Luther stressed the humanness, even the ordinariness, of the Holy Family to impress upon his congregation of ordinary human beings the magnitude of the Incarnation, that God became one of them. "What can be sweeter than the Babe, what more lovely than the mother! Look at the Child, knowing nothing. Yet all that is belongs to him, that your conscience should not fear but take comfort in him. . . . Watch him springing in the lap of the maiden. Laugh with him. Look upon this Lord of Peace and your spirit will be at peace."
Are you afraid of God? he asks. "He places before you a Babe with whom you may take refuge. You cannot fear him, for nothing is more appealing to man than a babe. . . . To me there is no greater consolation given to mankind than this, that Christ became man, a child, a babe, playing in the lap and at the breasts of his most gracious mother."
In his Christmas sermons, Luther spiritualized the ordinary. He turned the season into a pretext for benevolence. (Would you have helped the Baby Jesus at Bethlehem? he asks. "Why don't you do it now? You have Christ in your neighbor.") By highlighting the shepherds, the Baby's swaddling clothes, the hardships and the transfigurations that suddenly break into ordinary life, Luther brings theology down to earth in a way that is, to this day, associated with Christmastime.

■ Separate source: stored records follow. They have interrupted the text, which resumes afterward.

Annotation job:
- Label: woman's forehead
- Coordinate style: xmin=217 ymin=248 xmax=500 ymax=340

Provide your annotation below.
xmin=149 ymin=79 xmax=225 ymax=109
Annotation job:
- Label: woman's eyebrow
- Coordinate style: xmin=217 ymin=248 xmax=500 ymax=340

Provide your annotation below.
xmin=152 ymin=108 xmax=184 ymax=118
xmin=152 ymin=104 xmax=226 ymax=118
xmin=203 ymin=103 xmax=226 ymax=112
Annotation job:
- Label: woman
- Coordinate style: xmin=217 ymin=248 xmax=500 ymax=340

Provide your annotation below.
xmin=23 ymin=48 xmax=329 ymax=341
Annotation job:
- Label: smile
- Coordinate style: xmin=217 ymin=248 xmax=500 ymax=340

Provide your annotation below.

Social historians credit Luther with idealizing what is condescendingly referred to as "the bourgeois family." Reacting against the medieval notion that Christian perfection requires celibacy, Luther taught that God Himself is hidden in marriage, taking care of children and ordinary family life.
Luther's portraits of the Holy Family have a way of reminding us that, especially at Christmas, every family is holy.
Mr. Veith, an editor of World Magazine, is author of "The Spirituality of the Cross: The Way of the First Evangelicals."